Según CONFEBUS, Bla Bla Car actúa como empresa de transporte sin haber obtenido las autorizaciones correspondientes ni pasar los controles, garantías y exigencias de seguridad que se requieren a todo prestador de servicios de transporte terrestre lo que, ciertamente, vendría a suponer una importante desventaja en detrimento del resto de operadores del mencionado sector.

Por su parte, Bla Bla Car alega que su actividad, lejos de encuadrarse en los servicios de transporte, debe encuadrarse en los servicios propios de una “plataforma online que presta servicios de trasmisión e intercambio de información en redes electrónicas, especializada en compartir los gastos de viaje por carretera”. Como se desprende del contenido de la sentencia objeto de este post, Bla Bla Car ha venido a materializar informáticamente lo que antes ocurría a través de anuncios o del “boca – oreja”.

En consecuencia, el fondo de la controversia pasa por esgrimir si las actividades desarrolladas por Bla Bla Car deben englobarse dentro del sector del transporte o si, por el contrario, debe entenderse que se trata de una simple plataforma online.
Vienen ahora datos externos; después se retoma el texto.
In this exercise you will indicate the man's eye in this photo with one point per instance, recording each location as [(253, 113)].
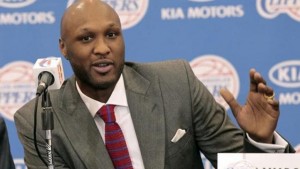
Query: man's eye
[(111, 35), (86, 38)]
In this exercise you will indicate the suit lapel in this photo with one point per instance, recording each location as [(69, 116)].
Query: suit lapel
[(147, 113), (80, 130)]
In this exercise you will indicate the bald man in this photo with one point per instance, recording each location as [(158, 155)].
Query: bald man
[(167, 116), (6, 160)]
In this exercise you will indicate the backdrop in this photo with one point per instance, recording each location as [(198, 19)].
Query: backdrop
[(222, 39)]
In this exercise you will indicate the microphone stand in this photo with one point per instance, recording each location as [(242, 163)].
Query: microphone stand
[(48, 126)]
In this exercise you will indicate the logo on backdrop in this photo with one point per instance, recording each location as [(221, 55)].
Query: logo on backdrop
[(201, 11), (131, 12), (15, 4), (287, 74), (17, 87), (270, 9), (24, 18), (215, 72)]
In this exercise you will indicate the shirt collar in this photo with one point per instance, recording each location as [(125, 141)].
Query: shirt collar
[(118, 97)]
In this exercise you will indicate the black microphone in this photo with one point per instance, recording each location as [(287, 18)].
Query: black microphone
[(45, 79)]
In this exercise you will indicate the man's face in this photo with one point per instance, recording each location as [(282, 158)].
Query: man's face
[(93, 43)]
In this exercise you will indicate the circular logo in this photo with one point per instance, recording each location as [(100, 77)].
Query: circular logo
[(215, 73), (16, 87), (130, 12)]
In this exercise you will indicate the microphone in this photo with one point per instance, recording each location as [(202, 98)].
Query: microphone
[(48, 73)]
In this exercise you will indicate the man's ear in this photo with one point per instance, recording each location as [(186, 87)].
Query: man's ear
[(63, 48)]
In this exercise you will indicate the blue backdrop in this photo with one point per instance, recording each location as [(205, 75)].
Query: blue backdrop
[(222, 40)]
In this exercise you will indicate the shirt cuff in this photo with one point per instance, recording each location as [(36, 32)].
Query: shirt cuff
[(279, 145)]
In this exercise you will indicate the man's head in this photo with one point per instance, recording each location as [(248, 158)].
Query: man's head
[(92, 40)]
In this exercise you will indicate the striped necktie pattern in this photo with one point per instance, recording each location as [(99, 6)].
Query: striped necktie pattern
[(114, 139)]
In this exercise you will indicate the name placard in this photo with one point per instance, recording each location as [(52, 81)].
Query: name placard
[(258, 161)]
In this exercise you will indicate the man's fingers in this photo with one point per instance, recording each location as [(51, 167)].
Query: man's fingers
[(230, 100)]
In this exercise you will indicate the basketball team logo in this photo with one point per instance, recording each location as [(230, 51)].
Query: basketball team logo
[(270, 9), (15, 3), (17, 87), (215, 73), (131, 12)]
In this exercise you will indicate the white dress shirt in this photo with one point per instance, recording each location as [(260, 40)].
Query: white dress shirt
[(123, 118)]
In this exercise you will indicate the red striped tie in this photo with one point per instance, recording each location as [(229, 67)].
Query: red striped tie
[(114, 139)]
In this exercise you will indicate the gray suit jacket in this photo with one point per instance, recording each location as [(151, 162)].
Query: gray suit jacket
[(162, 98)]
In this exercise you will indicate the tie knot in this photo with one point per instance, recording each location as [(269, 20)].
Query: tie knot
[(107, 113)]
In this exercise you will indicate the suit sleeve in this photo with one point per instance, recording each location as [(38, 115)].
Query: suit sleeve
[(214, 131), (6, 160)]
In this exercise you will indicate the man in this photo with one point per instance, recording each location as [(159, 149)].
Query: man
[(166, 115), (6, 160)]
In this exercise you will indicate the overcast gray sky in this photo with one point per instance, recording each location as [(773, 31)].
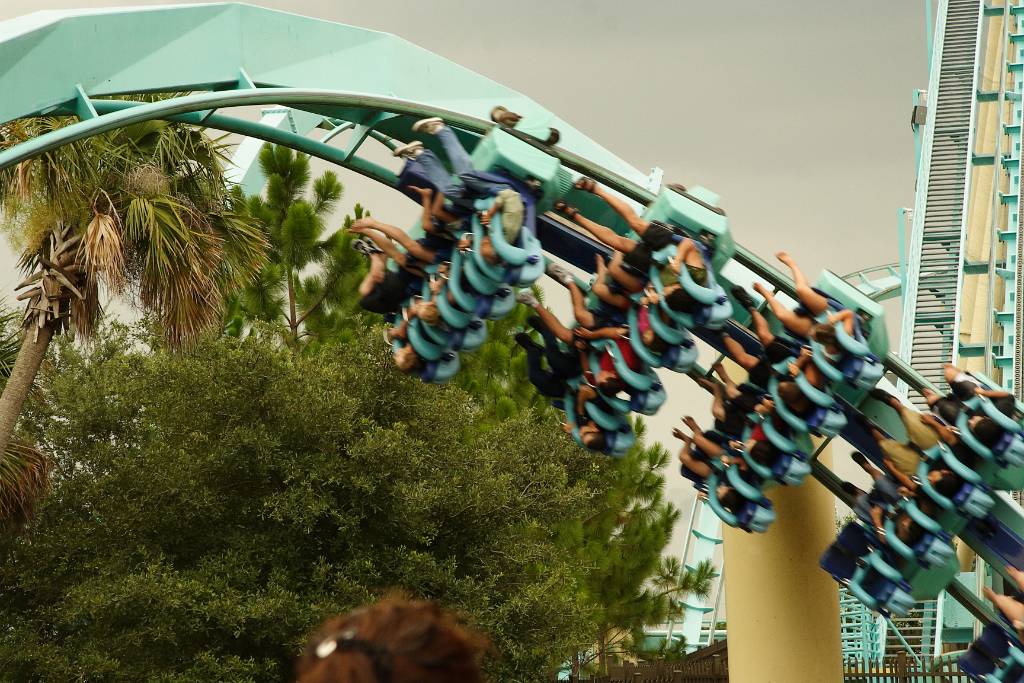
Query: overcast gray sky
[(796, 113)]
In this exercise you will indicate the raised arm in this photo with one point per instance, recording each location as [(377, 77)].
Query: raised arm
[(602, 333)]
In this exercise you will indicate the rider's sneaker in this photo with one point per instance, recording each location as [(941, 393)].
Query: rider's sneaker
[(429, 126), (409, 151)]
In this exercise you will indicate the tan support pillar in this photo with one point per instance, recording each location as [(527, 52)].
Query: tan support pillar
[(782, 609)]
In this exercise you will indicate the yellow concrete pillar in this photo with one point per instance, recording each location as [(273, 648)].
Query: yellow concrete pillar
[(782, 609)]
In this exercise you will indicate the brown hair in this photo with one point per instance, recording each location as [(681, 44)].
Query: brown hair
[(393, 641)]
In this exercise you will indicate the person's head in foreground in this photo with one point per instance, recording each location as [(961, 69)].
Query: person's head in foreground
[(393, 641)]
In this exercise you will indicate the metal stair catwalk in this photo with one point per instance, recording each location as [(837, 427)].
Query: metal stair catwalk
[(861, 631), (937, 241), (919, 633)]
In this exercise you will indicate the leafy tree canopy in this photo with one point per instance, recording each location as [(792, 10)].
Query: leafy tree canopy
[(209, 509)]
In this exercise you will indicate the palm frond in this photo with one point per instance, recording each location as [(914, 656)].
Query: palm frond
[(24, 480)]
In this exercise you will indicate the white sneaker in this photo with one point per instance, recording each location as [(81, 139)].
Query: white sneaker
[(409, 151), (429, 126), (526, 297), (366, 247), (559, 272)]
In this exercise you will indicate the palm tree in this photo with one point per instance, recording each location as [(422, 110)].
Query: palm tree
[(143, 211), (24, 469), (305, 284)]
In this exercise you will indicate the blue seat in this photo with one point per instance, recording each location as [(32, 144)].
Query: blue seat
[(756, 515), (880, 586), (842, 557)]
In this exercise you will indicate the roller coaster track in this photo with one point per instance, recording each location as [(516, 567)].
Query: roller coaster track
[(229, 55)]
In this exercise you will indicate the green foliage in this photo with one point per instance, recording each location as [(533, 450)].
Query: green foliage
[(629, 582), (154, 214), (305, 289), (209, 509)]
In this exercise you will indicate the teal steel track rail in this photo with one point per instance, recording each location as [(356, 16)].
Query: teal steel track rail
[(235, 48)]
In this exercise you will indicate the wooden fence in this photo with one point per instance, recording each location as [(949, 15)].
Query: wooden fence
[(901, 669), (713, 667)]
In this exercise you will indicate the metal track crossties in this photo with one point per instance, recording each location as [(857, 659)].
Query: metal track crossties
[(931, 306)]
El Juzgado de primera instancia, lo tiene claro, “sin ninguna duda BLABLACAR ha generado una plataforma no para organizar el transporte, sino para poner en contacto a particulares que quieren realizar un viaje juntos, y compartir determinados gastos del trayecto (…)” apoyándose para ello en los siguientes argumentos:

  1. Carácter privado del trasporte: Resulta de aplicación la excepción del artículo 101 LOTT que considera como privado los trasportes destinados a “satisfacer necesidades de desplazamiento de carácter personal o doméstico del titular del vehículo y sus allegados”.
  2. Inexistencia de lucro por parte de los conductores: Se trata de una plataforma para que los usuarios compartan gastos. De hecho, Bla Bla Car adopta medidas con el fin de evitar que los conductores se lucren, ya sea mediante la recomendación de precios por transporte o distinción de los precios adecuados y no adecuados por colores.
  3. Falta de condición de empresa gestora de trasportes: La existencia de reglas preestablecidas para los conductores se realiza como mecanismo para afianzar, garantizar y dar confianza a las personas que utilizan la plataforma. La última palabra la tiene el usuario.
  4. Pago como recurso de gestión de la plataforma: El margen que obtiene Bla Bla Car, y que queda definido en las normas de contacto, se destina a los gastos de gestión de la plataforma y se obtiene como contraprestación a la puesta en contacto entre conductores y viajeros.
  5. Inexistencia de relación laboral entre los conductores y Bla Bla Car: Son los propios conductores los que libremente se registran, y los mismos usuarios los que, a través de sus opiniones, los que discriminan y/o eligen.
  6. No se trata de un servicio recurrente: Se citan algunos informes que revelan que los conductores acceden a la plataforma por necesidades puntuales (el 96% de los usuarios publican menos de dos viajes al mes).

Parece ser pues, que el carácter privado de dicha plataforma es claro, y por tanto, Bla Bla Car no habría realizado una práctica desleal por infracción de la normativa de trasporte, tal y como se alega por parte de CONFEBUS.

Si bien es cierto que habrá que esperar a ver cómo evoluciona el asunto, pues ante esta resolución cabe recurso de apelación, se trata de un gran avance para asentar algunos conceptos en aras de acercar la realidad y la legislación y avanzar hacia una la regularización de servicios prestados en el ámbito de la economía colaborativa que continuamente se topan con riesgos legales u obstáculos como los definidos en nuestro anterior post sobre “Algunos riesgos legales asociados a la economía colaborativa” .

Como sabéis, nos apasionan los sectores disruptivos así que seguiremos abordando temas relacionados a dicho sector en este Blog.